In the four years Debbie Munroe has been helping fill Manurewa's bellies she's seen an explosion in the numbers of people sleeping rough, she says.
Three nights a week, the grandmother-of-seven hands food out to people living on the streets of South Auckland.
Ms Munroe gets called nana, aunty, sometimes even mum - though she chuckles at the thought of that.
She said she was seeing homelessness and poverty getting worse, so she had encouraged the people she fed to get out, vote and have their say.
When she started four years ago, she was feeding on average five homeless people a night. Now, she sees up to 35.
"You meet these guys and you fall in love with them and you want to help, just to see them eat and smile," Ms Munroe said.
The food is donated and Ms Munroe's home is filled with made-up food parcels.

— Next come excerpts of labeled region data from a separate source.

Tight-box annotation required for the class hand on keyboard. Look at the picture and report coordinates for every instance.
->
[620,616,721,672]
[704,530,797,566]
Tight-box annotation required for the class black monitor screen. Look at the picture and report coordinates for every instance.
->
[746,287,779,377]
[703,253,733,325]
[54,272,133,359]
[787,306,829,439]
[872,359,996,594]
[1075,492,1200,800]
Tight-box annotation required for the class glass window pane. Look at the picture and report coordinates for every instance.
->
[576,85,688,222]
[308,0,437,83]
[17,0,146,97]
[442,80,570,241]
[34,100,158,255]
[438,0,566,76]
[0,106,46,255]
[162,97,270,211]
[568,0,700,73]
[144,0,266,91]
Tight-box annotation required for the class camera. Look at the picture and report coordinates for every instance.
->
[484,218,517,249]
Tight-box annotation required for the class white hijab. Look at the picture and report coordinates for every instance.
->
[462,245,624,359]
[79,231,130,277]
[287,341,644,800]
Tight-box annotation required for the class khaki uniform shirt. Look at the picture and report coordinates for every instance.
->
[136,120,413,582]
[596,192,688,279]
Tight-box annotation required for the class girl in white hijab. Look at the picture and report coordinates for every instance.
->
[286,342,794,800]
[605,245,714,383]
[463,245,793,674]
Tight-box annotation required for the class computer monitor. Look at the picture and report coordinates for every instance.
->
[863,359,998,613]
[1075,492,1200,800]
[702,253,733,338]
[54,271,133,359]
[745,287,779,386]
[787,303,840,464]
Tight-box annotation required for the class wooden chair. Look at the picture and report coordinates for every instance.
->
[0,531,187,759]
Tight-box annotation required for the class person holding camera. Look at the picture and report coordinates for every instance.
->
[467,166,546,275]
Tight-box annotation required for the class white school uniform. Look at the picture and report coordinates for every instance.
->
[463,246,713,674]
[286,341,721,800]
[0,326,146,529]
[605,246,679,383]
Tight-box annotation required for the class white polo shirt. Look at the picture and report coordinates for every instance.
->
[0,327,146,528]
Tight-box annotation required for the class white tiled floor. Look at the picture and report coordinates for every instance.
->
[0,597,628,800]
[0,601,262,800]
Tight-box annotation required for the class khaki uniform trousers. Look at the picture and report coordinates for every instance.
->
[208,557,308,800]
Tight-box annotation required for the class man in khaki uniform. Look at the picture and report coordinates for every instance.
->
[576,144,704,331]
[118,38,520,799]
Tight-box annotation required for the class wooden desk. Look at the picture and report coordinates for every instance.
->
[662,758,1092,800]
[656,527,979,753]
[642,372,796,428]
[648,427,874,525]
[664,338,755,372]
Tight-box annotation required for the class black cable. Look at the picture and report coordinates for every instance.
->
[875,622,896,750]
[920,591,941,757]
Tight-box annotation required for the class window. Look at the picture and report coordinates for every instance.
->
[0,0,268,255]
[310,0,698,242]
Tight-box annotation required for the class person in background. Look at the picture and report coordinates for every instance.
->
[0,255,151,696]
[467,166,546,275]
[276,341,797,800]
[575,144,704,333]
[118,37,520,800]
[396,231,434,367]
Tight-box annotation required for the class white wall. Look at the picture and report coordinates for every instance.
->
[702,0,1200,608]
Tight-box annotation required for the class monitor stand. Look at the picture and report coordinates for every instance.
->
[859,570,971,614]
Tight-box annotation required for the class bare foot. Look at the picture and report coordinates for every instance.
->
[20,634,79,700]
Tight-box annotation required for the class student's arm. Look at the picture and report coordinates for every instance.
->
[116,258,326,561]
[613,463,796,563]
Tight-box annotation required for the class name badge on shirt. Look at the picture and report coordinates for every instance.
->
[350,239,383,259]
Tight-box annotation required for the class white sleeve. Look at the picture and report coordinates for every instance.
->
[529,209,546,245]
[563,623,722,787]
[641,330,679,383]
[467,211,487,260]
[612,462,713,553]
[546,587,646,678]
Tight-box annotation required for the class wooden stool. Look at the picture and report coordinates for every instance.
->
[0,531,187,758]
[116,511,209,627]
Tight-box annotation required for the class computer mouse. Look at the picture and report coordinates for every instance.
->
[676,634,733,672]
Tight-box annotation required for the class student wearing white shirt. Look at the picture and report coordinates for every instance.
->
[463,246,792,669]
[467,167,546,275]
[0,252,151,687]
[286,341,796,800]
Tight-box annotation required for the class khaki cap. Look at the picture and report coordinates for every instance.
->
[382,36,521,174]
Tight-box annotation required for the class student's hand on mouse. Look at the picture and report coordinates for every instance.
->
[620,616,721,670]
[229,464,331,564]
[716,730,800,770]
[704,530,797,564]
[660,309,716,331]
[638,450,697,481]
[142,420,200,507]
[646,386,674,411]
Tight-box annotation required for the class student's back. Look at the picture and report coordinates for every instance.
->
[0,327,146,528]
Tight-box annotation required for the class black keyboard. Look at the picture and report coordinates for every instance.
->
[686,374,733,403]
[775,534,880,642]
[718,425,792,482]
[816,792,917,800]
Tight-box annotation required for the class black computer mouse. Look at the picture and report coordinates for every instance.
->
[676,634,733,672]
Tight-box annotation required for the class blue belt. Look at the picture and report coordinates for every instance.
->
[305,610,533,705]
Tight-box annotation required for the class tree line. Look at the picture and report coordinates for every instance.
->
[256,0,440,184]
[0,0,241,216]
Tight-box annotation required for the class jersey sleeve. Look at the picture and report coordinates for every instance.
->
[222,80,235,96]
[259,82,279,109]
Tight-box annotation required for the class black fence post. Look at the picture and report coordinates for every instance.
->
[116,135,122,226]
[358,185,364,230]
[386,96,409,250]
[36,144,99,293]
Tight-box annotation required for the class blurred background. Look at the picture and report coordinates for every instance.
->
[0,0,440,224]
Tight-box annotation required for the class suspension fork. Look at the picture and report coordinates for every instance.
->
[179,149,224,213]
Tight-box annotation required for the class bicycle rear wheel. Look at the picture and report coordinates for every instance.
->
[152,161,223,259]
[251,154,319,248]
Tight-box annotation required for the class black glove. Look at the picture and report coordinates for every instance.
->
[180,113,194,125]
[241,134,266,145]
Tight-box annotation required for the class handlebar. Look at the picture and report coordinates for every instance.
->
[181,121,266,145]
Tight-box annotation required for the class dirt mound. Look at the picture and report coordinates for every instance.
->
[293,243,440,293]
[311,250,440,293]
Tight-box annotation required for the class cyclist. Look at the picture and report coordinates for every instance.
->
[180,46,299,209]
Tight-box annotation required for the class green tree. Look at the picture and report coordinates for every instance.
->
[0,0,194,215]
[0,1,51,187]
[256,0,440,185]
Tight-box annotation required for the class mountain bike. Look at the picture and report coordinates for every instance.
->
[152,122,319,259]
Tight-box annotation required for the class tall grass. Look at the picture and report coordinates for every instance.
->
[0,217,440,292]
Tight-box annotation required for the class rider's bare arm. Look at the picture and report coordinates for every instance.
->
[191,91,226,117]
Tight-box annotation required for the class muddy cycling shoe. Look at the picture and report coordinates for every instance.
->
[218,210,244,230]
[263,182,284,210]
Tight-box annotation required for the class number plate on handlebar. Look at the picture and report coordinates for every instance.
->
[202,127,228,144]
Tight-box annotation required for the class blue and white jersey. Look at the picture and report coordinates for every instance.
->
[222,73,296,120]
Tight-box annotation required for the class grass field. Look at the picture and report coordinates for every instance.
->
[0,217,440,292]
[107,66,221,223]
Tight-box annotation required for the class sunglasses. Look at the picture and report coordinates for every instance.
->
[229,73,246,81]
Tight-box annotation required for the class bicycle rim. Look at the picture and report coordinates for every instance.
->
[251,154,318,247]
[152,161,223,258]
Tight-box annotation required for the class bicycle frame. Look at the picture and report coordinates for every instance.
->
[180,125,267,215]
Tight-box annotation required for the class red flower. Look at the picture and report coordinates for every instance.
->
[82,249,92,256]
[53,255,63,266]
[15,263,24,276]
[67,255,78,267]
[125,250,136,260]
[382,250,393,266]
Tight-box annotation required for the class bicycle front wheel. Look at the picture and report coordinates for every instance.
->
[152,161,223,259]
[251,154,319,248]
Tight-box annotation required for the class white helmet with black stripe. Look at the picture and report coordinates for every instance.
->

"We've got a builder, we've got somebody who does computers, we've got a lady who was in a car accident and lost her family, we've got people who've fallen through the system."
She knows life isn't easy on the streets of Manurewa.
While RNZ was out with her one night, a man drove up to the curb and started yelling abuse at his 12-year-old daughter who was eating the food she had put out.
Without flinching, Ms Munroe took down the number plate and informed the police.
She had dealt with things like this before.
"That young girl turned up at my house today, ran away from home, told me that her dad beat [her]. Which means she'll now go home and he'll beat the shit out of her."
It wasn't pretty, said Ms Munroe, but this was her community she was caring for.
In turn, she also encouraged her community to look out for each other.
"We've got maybe five or six in [Housing New Zealand] motels, and they let everyone [else] come [join them there].
"If they get caught, everyone loses out. But they're doing the most natural thing, taking them in and getting them off the street at night ... and they get penalised for it.
"I know some of them have lost their benefits for helping people. How does that happen?"
Ms Munroe said things needed to change, and she had been encouraging people to vote.
"Trying to talk to them about voting, they say 'oh I don't want to bloody vote', but I say, we need your vote.
"We need a change."
She pointed to the people eating food out of the boxes she placed on the street.
"[The government] still sits there and says there's no such thing as homelessness. Well, there is."
Ms Munroe said she had been asked to leave by local businesses who thought she was encouraging homelessness. She had also been threatened and yelled at, and after also attending countless community meetings she said she is tired.
She won't give up, though, she said.
"And if somebody said to me four years ago I'd still be doing this I'd say 'whatever'.
"But the more barriers we come across makes me more stubborn. I won't quit.
"We're here. Even if there's only one homeless person, we will still come down and we will still feed them."